Collin Thomas for Appellant, Steven F.
Samantha L. Blosser for Appellee Case No. 8-24-09
WILLAMOWSKI, J.
{¶1} Appellants Steven F. (“Father”) and Kelly F. (“Mother”) bring this
appeal from the judgment of the Court of Common Pleas of Logan County, Juvenile
Division finding S.F. to be a dependent and abused child. On appeal, they each
claim that the trial court erred in making this finding. For the reasons set forth
below, the appeal is dismissed.
{¶2} S.F. was born to Mother and Father in May 2010. On September 21,
2023, Logan County Children’s Services (“the Agency”) filed a complaint alleging
that S.F. was a dependent child and had been sexually abused by Father. The trial
court issued temporary orders allowing S.F. to remain in the home with Mother, but
barred Father from the home. The trial court held an adjudication hearing on
December 19, 2023. The trial court then ruled that S.F. was a dependent and abused
child based upon the alleged actions of Father.1 Father then requested findings of
fact and conclusions of law, which were not completed at that time. On January 18,
2024, the trial court held a dispositional hearing designating Mother as the legal
custodian of the children and ordering that Father have no contact. The Agency was
granted protective supervision over S.F. Both Mother and Father appealed from the
1 No evidence was presented and no allegations were made that Mother was aware of Father’s actions prior to the disclosure by S.F.’s older sibling. The evidence was undisputed that Mother was the one to inform the authorities about the alleged abuse, was cooperative with the investigators, and had allowed no contact between Father and S.F.
-2- Case No. 8-24-09
judgment.2 In November of 2024, this Court stayed the proceedings and remanded
the matter for findings of fact and conclusions of law as requested by Father prior
to appeal. This matter is now back before this Court after the required findings of
fact and conclusions of law were made.
{¶3} On appeal, Father and Mother raise the following assignments of error.

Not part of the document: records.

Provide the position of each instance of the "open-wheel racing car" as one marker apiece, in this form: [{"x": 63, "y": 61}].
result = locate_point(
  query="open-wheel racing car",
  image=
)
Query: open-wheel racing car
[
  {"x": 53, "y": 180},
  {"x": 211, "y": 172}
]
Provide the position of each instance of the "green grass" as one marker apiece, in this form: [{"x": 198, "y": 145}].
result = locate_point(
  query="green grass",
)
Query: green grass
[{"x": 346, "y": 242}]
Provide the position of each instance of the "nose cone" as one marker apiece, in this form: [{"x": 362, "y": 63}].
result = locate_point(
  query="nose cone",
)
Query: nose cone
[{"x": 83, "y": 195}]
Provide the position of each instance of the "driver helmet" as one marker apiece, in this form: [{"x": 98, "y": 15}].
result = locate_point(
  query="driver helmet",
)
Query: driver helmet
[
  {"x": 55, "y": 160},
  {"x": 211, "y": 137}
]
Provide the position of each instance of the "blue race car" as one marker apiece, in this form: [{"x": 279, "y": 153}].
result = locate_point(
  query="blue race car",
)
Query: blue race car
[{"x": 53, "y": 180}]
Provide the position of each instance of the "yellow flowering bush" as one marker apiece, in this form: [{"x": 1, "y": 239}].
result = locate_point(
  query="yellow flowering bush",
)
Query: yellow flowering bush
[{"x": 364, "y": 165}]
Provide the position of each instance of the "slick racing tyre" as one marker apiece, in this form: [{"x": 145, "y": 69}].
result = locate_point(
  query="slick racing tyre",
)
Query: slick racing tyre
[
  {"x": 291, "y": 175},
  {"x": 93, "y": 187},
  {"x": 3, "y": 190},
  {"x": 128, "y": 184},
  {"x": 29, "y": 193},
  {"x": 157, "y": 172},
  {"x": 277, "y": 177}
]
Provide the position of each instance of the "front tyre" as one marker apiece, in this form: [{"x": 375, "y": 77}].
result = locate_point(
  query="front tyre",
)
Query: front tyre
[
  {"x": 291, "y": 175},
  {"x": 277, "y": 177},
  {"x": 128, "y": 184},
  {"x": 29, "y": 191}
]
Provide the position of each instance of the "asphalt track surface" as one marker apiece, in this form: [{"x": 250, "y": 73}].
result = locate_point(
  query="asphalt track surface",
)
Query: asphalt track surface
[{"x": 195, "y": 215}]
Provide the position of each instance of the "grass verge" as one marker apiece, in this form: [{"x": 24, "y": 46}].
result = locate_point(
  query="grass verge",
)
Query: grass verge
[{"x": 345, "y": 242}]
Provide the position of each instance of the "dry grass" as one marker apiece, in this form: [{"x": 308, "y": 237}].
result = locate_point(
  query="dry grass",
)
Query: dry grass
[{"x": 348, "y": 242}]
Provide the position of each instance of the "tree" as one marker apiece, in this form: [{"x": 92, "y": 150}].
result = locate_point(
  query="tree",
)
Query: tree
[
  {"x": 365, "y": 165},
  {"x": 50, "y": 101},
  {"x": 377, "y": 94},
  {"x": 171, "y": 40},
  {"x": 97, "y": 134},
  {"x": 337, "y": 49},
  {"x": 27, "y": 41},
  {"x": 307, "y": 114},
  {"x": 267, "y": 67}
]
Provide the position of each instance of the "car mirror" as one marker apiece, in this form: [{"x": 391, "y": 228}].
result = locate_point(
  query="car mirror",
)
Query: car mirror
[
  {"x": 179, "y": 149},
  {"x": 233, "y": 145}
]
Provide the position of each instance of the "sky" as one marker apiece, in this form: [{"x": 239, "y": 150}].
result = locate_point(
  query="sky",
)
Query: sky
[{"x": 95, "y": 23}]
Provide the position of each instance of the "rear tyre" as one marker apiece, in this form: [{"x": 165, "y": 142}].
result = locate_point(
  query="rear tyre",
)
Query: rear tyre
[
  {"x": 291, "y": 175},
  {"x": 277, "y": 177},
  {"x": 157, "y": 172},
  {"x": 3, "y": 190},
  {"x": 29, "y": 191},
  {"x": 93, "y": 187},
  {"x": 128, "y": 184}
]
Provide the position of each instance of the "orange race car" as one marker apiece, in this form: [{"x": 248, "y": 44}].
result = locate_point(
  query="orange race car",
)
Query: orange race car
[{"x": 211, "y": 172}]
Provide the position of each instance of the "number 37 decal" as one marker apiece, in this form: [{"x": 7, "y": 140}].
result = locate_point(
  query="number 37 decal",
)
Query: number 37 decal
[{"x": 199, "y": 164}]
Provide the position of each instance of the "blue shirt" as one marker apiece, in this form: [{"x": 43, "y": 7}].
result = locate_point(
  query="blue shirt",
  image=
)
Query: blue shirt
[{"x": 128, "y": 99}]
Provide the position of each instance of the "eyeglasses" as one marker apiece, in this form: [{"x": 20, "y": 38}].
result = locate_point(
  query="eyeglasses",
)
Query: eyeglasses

Father’s First Assignment of Error
The trial court’s determination that [S.F. was an abused and dependent child] was not demonstrated by clear and convincing evidence and was against the manifest weight of the evidence.
Father’s Second Assignment of Error
The trial court erred as a matter of law by failing to make findings of fact and conclusions of law in accordance with [R.C. 2151.28(L)].
Father’s Third Assignment of Error
The trial court committed an error in the exercise of its jurisdiction by not holding the adjudication hearing within thirty (30) days following the filing of the complaint and failing to hold the dispositional hearing within ninety (90) days after the complaint was filed.
Mother’s First Assignment of Error3
The trial court’s determination that S.F. was an abused and dependent child was not supported by sufficient evidence and was against the manifest weight of the evidence.
2 S.F. has an older sibling, C.F., who turned 18 prior to the conclusion of this appeal. As the record did not show that the trial court extended its jurisdiction regarding C.F., that appeal was dismissed as moot. In re C.F., No. 8-24-08 (3d Dist. May 12, 2025). 3 Mother’s brief originally listed four assignments of error, but only three apply to this case and will be addressed.
-3- Case No. 8-24-09
Mother’s Second Assignment of Error
The trial court erred by not holding the adjudication hearing within 30 days following the filing of the complaint; and not holding the dispositional hearing within 90 days after the complaint was filed.
Mother’s Third Assignment of Error
The trial court erred as a matter of law by failing to make findings of fact and conclusions of law in accordance with R.C. 2151.28(L).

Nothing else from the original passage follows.